Britain is poised at two historic turning points — and they go together. Very much depends on the outcome.
Rapid population growth, driven by the highest immigration in our history, is destabilising and transforming its population, its environment and its ethnic make-up into something quite new.
At the same time, the UK faces a choice about leaving the EU or remaining in it.
Some welcome the growth of the population and the increased diversity that it brings. For those who do not, leaving the EU offers a possibility of moderating at least some of that growth, keeping the UK in something like its present size and shape.
However, that is only a possibility.
By itself, Brexit might change nothing; for it would depend on the choices made by any post-Brexit government, in particular on also leaving the European Economic Area (which includes all EU member states plus Iceland, Liechtenstein and Norway) and ending the commitment to the free movement of labour.
Until 1997, immigration had been off the policy agenda for 20 years, thanks to an uneasy political consensus to limit inflows.
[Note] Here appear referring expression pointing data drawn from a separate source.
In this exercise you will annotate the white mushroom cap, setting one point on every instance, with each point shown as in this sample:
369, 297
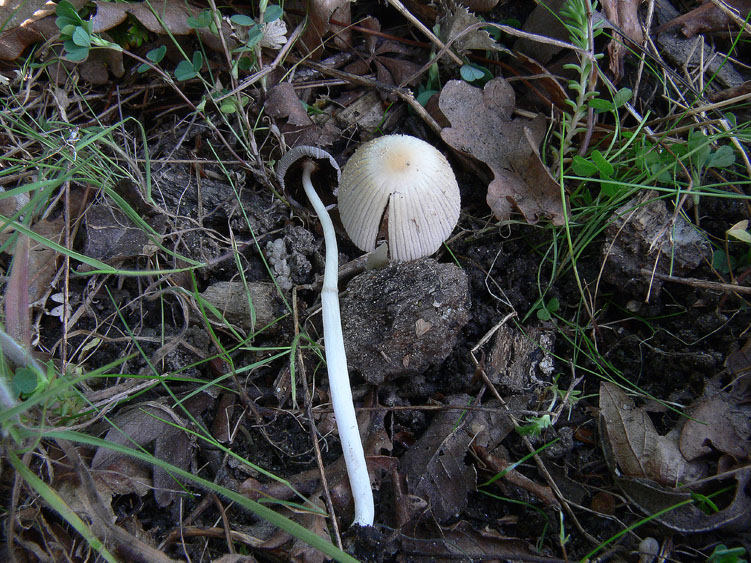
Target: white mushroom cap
410, 177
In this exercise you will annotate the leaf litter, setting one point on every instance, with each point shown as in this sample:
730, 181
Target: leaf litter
429, 433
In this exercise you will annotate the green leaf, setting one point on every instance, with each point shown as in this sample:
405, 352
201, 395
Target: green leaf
185, 71
245, 63
228, 107
424, 96
723, 157
156, 55
75, 53
600, 105
583, 167
204, 19
739, 231
67, 12
81, 38
243, 20
606, 169
610, 189
25, 381
255, 34
543, 314
553, 305
720, 261
197, 61
272, 13
622, 96
470, 72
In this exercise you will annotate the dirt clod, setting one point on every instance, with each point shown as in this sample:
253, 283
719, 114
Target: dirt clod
403, 318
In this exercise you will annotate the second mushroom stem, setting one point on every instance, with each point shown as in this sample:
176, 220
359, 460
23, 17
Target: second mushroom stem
336, 361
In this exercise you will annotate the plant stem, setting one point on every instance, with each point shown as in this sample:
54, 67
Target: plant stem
336, 360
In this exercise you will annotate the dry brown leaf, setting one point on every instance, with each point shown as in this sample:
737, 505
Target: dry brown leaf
112, 238
17, 314
435, 467
283, 103
298, 128
463, 541
708, 18
637, 447
624, 14
482, 127
147, 423
478, 39
718, 424
545, 21
36, 22
26, 22
320, 15
389, 70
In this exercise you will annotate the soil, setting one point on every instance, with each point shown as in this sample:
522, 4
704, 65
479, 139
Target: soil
443, 373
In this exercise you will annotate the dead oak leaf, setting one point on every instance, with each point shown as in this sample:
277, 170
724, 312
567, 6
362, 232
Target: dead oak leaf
482, 127
453, 28
389, 69
624, 14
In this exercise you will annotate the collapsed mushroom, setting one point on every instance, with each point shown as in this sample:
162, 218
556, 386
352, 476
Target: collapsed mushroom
336, 359
405, 182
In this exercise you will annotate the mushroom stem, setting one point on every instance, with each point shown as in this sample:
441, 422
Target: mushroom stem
336, 361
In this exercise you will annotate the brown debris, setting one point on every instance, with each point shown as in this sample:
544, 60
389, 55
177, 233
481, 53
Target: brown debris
482, 127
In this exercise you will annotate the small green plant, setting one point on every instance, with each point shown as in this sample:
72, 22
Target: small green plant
475, 74
724, 554
535, 425
583, 29
77, 34
545, 311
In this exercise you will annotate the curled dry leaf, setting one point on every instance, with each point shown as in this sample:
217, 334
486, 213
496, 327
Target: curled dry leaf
639, 450
718, 424
707, 18
299, 129
477, 39
35, 21
321, 17
434, 466
388, 69
482, 127
624, 15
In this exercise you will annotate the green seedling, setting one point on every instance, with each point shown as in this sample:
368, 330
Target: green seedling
475, 74
546, 310
535, 425
77, 34
724, 554
597, 164
189, 69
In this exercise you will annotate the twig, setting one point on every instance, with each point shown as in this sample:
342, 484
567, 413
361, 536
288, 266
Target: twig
421, 26
695, 282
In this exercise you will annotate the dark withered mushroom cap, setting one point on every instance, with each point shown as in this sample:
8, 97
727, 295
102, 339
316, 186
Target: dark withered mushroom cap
407, 182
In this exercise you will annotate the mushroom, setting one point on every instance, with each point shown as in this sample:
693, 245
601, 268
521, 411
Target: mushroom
409, 184
336, 358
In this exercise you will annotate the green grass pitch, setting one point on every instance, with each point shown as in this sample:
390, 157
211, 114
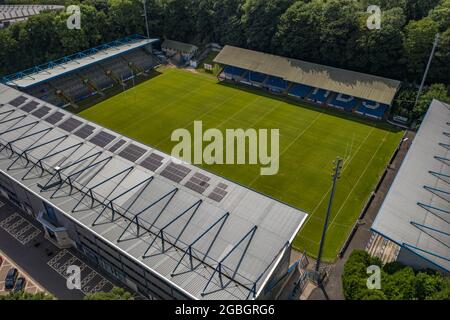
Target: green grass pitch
310, 139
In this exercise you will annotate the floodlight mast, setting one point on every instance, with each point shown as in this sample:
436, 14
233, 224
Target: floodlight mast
336, 175
435, 44
146, 19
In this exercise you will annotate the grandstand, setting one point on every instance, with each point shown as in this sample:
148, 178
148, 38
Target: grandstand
71, 79
415, 212
166, 229
14, 13
350, 91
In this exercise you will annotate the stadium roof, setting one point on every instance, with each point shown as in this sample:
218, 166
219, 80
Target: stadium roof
145, 203
20, 12
416, 211
60, 67
179, 46
352, 83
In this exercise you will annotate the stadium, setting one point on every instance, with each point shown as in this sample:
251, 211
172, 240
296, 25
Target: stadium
86, 151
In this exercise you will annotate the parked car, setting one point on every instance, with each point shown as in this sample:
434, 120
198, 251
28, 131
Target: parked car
20, 284
10, 279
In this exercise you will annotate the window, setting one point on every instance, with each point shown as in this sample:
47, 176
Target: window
51, 215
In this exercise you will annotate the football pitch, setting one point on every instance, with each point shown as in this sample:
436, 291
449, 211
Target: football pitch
310, 140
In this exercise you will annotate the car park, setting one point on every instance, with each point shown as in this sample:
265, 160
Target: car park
10, 279
20, 284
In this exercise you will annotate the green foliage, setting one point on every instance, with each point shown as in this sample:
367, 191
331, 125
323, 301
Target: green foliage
398, 282
116, 293
22, 295
332, 32
435, 91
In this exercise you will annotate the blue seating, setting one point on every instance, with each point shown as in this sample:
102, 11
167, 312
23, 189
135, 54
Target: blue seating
233, 71
343, 101
372, 109
257, 77
319, 95
300, 90
277, 82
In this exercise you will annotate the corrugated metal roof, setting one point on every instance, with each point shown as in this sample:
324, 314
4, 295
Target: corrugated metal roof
160, 204
77, 64
352, 83
179, 46
18, 12
416, 211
Although trending slightly upwards, immigration was not then very controversial.
However, the Blair government began to take down the barriers to migration.
According to Blair aide Andrew Neather, one of the aims of the New Labour policy of opening up the UK to mass immigration was to ‘rub the Right’s nose in diversity’, promoting permanent ethnic change to the permanent electoral advantage of Labour.
The steps then taken provoked a rapid upsurge in net migration (inflow minus outflow), which continues to reach record levels: 3.3 million immigrants came to the UK from 2001 to 2014.